Re: per-paragraph auto-direction, a.k.a. dir=uba from Aharon (Vladimir) Lanin on 2010-09-27 (public-i18n-bidi@w3.org from July to September 2010)

From: Aharon (Vladimir) Lanin <aharon@google.com>
Date: Mon, 27 Sep 2010 12:20:55 +0200
To: Amit Aronovitch <aronovitch@gmail.com>
Cc: CE Whitehead <cewcathar@hotmail.com>, public-i18n-bidi@w3.org
Message-ID: <AANLkTinjjiafOz79w4Z+YPJE1mZzmy0xRwG4cQ51PV7M@mail.gmail.com>

> (a) Just wish to mention that the UAX#9 default algorithm
> does ignore neutrals ("*P2. In each paragraph, find the*
*> first character of type L, AL, or R.")* - we might want to
> stick to that default if consensus cannot be reached (i.e.
> ignore all weaks and neutrals).

I strongly object. The behavior we want for EN numbers is clear: we want
LTR. Phone numbers and negative numbers that use EN digits get messed up in
RTL.

What we've been discussing is what to do about AN numbers.

> (b) I probably misunderstand something: returning rtl for
> an element containing only AN numbers is not the same
> as ignoring AN (which would give the inherited direction,
> possibly ltr).

I was responding to a suggestion made by CE Whitehead:

>> If [the first-strong estimatoiun algorithm] does not
>> encounter any [L, AL, or R characters], it returns ltr if
>> it encounters any weak ltr characters (EN or AN).

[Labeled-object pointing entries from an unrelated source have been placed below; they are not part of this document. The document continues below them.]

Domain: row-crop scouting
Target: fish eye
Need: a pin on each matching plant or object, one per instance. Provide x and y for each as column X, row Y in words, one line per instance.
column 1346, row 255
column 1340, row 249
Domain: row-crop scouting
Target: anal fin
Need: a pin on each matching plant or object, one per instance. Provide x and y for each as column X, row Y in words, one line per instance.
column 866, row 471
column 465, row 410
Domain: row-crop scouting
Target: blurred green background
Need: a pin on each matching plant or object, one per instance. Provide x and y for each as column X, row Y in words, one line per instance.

> I think it should return ltr except for AN, for which I would prefer-- I
guess -- that it return rtl unless there is an inherited dir of ltr

If you work it out, you'll see that in that suggestion, the presence of AN
characters simply does not make any difference. If the inherited dir is ltr,
it stays ltr despite an AN, and if the inherited dir is rtl, it will stay
rtl even if there are no AN characters.

This actually made sense to me, since whatever we do for AN characters does
not seem to help much, except perhaps for negative numbers.

Aharon
On Mon, Sep 27, 2010 at 11:52 AM, Amit Aronovitch <aronovitch@gmail.com>wrote:

> (a) Just wish to mention that the UAX#9 default algorithm does ignore
> neutrals ("*P2. In each paragraph, find the first character of type L, AL,
> or R.")* - we might want to stick to that default if consensus cannot be
> reached (i.e. ignore all weaks and neutrals).
>
> (b) I probably misunderstand something:
>  returning rtl for an element containing only AN numbers is not the same as
> ignoring AN (which would give the inherited direction, possibly ltr).
>
> (c)  It took a while till I figured out the significance of *negative* AN
> numbers, so I repeat here in case other people missed that too:
>       if the element contains "-123" (where figures here represent
> Arabic-Indic numerals), and the direction is RTL, it is displayed as "123-".
> However in LTR paragraph direction it is displayed as "-123". This might be
> the reason why the exception regarding weak ltr charcters was added (I had
> hard time figuring out why it was added before).
>
>     Amit
>
>
> On Mon, Sep 27, 2010 at 11:01 AM, Aharon (Vladimir) Lanin <
> aharon@google.com> wrote:
>
>> That is actually the same as just ignoring AN characters in first-strong.
>> I am fine with doing that unless there is a strong response from an Arabic
>> or Farsi speaker saying that negative AN numbers definitely do need to be
>> displayed in LTR, since (as we have seen) AN phone numbers come out the same
>> in LTR and RTL. Make it soon, since I need to get this finalized today.
>>
>> Aharon
>>
>>
>> On Sun, Sep 26, 2010 at 10:55 PM, CE Whitehead <cewcathar@hotmail.com>wrote:
>>
>>>
>>>
>>> From: Aharon (Vladimir) Lanin <aharon@google.com>
>>> Date: Sun, 26 Sep 2010 02:01:23 +0200
>>>
>>> >      - The first-strong algorithm returns the direction of the first
>>> > strong
>>> >      (L, AL, or R) character it encounters. If it does not encounter
>>> any,> it
>>> >      returns ltr if it encounters any weak ltr characters (EN or AN).
>>> I disagree slightly here; I think it should return ltr except for an for
>>> which I would prefer-- I guess -- that it return rtl unless there is an
>>> inherited dir of ltr
>>> Best,
>>> --C. E. Whitehead
>>
>>
>>
>

Received on Monday, 27 September 2010 10:21:48 UTC